Drugs that stop migraine attacks. Efficacy of ergot preparations for migraine was established in the 1920s, but the fact that they are able to interact with 5-HT receptors remained unknown until the 1950s. From the pharmacological point of view, these drugs are highly non-selective and interact with virtually all monoamine receptors. Initially, it was suggested that their effect on migraines is explained by the increase in sympathetic activity. Graham and Wolff (1938) suggested that the effectiveness of ergotamine is due to its vasoconstrictor action on extracranial vessels. More recently, sumatriptan was created as a result of a systematic search for a drug that can activate vasoconstrictive 5-HT receptors. However, the role of vasoconstriction in the antimigrenous effect of sumatriptan and ergot alkaloids remains unclear. Perhaps the activation of the receptors of the trigeminal nerve ganglion neurons or the trigeminal nerve stem is not less, but, perhaps, more important.

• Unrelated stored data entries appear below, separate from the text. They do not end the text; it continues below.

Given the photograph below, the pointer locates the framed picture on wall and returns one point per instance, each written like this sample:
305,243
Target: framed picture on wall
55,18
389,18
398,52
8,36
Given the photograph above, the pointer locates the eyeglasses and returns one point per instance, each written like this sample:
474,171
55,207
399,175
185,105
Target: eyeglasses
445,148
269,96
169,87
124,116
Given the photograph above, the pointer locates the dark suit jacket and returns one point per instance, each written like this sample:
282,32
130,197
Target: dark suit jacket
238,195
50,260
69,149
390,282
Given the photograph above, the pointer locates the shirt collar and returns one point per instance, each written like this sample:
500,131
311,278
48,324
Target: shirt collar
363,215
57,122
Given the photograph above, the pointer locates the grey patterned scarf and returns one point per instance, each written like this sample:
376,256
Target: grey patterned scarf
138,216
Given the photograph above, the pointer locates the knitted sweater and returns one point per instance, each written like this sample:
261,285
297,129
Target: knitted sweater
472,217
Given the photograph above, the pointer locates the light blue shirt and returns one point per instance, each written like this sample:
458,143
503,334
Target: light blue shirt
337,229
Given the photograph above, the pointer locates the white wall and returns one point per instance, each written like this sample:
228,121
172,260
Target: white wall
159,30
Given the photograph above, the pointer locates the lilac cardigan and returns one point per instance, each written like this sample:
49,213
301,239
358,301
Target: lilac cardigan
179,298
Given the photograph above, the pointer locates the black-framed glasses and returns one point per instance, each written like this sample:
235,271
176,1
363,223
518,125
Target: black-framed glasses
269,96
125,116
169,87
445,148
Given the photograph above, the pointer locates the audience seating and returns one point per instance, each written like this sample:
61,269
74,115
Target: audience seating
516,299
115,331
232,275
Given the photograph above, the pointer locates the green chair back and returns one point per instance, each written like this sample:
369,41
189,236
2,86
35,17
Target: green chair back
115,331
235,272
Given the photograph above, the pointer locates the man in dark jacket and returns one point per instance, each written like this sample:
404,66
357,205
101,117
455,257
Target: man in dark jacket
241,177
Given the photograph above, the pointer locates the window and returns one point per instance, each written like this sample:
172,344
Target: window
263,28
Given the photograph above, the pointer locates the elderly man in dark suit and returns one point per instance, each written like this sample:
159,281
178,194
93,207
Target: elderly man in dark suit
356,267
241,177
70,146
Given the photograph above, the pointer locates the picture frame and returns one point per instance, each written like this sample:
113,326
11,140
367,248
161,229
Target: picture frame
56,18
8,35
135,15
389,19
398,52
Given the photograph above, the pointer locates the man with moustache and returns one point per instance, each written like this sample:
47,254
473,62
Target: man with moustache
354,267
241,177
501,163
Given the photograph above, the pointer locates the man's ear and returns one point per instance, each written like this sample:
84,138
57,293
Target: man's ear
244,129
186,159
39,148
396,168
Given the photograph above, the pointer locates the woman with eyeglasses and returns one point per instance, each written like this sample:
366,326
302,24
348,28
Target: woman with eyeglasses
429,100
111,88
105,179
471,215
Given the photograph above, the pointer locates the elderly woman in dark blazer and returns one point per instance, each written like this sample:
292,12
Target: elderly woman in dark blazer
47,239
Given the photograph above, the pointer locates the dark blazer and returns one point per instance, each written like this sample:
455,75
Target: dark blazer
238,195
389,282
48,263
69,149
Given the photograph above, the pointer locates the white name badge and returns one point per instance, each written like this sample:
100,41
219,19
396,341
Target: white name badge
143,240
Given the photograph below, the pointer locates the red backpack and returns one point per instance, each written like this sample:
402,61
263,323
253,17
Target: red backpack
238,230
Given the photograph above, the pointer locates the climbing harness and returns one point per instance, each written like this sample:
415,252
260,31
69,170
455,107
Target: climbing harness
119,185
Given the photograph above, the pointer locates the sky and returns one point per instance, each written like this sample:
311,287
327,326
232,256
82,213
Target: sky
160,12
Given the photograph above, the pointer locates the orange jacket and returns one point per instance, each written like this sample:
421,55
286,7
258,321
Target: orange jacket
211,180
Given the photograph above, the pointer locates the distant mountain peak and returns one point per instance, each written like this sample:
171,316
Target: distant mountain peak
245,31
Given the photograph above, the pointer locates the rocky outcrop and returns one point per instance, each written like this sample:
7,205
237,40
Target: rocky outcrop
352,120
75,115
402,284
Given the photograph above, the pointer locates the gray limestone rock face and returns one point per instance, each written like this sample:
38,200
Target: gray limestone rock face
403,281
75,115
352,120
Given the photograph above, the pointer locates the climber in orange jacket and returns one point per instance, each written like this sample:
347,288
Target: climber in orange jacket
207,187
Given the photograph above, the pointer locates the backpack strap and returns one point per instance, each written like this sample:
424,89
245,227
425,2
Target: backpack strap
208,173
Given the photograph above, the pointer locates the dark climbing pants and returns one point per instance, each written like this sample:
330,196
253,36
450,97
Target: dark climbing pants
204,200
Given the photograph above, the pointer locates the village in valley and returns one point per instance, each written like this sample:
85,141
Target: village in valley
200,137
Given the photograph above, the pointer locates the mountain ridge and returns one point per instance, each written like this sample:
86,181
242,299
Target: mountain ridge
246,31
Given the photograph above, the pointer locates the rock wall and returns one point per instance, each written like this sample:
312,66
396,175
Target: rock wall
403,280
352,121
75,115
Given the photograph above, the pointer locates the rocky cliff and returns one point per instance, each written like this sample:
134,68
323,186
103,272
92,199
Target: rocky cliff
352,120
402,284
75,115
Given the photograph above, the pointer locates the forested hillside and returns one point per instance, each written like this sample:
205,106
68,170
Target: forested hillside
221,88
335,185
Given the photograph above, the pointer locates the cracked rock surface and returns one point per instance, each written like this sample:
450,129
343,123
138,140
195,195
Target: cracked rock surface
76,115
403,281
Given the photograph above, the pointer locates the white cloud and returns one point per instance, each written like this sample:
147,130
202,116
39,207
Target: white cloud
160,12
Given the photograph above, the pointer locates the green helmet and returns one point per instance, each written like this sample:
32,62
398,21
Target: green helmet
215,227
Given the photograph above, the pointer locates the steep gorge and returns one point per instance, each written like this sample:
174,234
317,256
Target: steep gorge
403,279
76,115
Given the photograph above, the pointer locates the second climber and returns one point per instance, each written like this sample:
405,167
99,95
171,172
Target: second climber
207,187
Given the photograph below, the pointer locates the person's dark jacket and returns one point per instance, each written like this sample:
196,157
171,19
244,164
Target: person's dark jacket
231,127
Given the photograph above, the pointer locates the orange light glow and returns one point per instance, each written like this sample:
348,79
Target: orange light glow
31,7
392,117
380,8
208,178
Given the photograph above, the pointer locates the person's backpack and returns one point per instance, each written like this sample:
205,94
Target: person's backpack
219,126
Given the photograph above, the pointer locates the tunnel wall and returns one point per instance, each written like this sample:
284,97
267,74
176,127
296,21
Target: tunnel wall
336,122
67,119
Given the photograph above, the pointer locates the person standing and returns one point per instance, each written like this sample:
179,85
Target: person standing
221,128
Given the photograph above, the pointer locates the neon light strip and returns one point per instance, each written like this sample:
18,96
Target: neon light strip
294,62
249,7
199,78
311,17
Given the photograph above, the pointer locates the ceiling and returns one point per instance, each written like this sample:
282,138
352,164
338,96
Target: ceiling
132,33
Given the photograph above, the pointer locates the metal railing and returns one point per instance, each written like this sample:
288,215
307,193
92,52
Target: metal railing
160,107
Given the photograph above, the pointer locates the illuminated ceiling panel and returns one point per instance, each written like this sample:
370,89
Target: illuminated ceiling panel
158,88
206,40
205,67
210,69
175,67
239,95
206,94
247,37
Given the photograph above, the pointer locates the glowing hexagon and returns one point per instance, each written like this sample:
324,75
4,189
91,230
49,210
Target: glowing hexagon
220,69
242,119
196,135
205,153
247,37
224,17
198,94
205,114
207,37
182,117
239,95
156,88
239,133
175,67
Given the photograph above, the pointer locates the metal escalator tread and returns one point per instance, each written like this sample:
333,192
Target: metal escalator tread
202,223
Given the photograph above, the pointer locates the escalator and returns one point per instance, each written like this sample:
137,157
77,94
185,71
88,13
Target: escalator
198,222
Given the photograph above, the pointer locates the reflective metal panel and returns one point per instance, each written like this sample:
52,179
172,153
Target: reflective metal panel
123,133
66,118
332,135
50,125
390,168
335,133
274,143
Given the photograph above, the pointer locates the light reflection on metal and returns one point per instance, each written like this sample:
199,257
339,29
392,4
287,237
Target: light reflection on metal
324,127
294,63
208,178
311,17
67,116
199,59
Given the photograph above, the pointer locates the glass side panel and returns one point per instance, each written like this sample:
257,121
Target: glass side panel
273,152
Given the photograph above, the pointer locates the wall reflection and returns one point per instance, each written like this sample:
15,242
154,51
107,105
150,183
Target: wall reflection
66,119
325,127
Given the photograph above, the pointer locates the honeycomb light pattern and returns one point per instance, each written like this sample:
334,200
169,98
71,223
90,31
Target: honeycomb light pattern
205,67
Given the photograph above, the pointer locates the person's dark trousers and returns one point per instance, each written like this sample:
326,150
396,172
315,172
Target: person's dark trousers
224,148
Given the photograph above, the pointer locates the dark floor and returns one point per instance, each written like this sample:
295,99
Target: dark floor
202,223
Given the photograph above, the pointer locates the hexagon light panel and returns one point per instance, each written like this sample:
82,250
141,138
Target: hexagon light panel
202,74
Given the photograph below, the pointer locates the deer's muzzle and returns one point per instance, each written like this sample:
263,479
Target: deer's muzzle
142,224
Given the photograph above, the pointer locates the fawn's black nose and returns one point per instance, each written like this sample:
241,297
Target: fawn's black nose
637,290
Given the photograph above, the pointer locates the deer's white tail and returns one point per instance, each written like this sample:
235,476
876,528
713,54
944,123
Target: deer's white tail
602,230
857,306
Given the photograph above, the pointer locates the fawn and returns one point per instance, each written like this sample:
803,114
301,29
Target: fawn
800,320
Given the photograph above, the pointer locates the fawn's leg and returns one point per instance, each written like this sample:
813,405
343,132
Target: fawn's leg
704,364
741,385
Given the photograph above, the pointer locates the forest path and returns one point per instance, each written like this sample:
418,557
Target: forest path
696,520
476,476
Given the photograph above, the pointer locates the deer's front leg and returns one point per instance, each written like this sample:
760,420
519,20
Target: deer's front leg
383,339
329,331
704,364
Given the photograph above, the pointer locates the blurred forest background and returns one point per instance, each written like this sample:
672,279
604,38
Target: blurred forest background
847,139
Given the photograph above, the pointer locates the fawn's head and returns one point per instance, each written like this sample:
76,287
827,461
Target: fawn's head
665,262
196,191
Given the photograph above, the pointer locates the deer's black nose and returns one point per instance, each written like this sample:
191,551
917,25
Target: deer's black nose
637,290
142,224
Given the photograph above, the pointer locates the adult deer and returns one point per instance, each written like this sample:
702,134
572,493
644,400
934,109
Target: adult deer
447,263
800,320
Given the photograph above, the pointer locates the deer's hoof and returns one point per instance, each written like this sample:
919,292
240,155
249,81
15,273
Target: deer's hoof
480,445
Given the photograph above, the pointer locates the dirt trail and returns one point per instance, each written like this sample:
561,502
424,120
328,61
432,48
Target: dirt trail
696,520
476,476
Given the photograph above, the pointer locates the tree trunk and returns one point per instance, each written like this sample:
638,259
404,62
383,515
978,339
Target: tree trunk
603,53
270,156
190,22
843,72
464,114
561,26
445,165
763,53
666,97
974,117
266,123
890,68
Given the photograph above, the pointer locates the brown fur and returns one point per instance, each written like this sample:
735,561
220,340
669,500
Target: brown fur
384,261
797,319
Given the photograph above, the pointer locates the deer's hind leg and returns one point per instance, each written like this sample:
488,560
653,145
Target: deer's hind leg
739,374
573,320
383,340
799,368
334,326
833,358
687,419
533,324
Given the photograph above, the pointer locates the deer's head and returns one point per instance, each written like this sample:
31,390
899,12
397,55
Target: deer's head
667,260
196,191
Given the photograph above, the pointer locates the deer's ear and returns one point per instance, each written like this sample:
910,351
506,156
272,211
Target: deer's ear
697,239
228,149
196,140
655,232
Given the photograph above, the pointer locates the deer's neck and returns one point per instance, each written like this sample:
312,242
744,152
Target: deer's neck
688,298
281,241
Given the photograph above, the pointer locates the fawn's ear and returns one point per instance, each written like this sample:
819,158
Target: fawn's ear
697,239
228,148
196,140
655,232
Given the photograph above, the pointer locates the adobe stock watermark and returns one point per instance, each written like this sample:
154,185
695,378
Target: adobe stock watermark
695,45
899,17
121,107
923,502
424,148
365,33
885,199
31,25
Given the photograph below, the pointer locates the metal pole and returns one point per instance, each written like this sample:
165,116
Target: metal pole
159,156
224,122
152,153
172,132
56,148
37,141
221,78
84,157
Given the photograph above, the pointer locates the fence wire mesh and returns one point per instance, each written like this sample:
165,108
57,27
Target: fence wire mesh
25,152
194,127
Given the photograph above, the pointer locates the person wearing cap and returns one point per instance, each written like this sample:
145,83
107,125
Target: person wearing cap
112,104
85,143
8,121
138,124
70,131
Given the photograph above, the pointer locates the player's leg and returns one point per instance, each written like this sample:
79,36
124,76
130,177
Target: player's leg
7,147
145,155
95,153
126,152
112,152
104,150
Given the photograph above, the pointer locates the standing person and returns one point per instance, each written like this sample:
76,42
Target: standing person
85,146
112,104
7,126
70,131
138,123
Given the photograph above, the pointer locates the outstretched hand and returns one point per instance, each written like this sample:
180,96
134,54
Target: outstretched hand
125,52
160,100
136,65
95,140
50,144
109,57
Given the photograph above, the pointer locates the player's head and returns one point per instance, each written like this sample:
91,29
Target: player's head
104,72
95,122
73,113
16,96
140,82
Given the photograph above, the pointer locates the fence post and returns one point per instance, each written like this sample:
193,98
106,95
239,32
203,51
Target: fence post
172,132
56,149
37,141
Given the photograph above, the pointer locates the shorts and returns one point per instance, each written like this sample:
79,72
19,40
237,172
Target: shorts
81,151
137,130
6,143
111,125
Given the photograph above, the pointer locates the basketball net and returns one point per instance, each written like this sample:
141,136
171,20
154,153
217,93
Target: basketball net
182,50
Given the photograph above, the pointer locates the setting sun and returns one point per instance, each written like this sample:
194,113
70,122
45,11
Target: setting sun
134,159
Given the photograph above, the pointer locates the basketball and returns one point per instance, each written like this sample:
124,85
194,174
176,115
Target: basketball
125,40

It is suggested that neurogenic inflammation plays an important role in the pathogenesis of vascular headache and the mechanism of action of antimigraine drugs. This process is accompanied by vasodilation, extravasation of plasma proteins and mediated by the release of vasoactive peptides such as substance P, neurokinin A, CGRP from trigeminovascular sensory fibers. Tachykinins induce both endothelium-dependent vasodilatation and increased vascular permeability, acting on endothelial receptors. CGRP induces vasodilation by activating receptors on vascular smooth muscle cells. There is some evidence that the importance of neurogenic inflammation in the pathogenesis of a migraine attack is important. In particular, it has been shown that ergotamine and sumatriptan in doses comparable to those used to relieve a migraine attack block the process of inflammation in the dura mater of rats caused by electrical stimulation of trigeminal neurons. These drugs inhibit the inflammatory reaction even when they are injected 45 minutes after electrical stimulation. Moreover, other drugs that are effective in migraine attacks, such as opioids, valproic acid, aspirin, but not affecting 5-HT receptors, also block the extravasation of plasma proteins.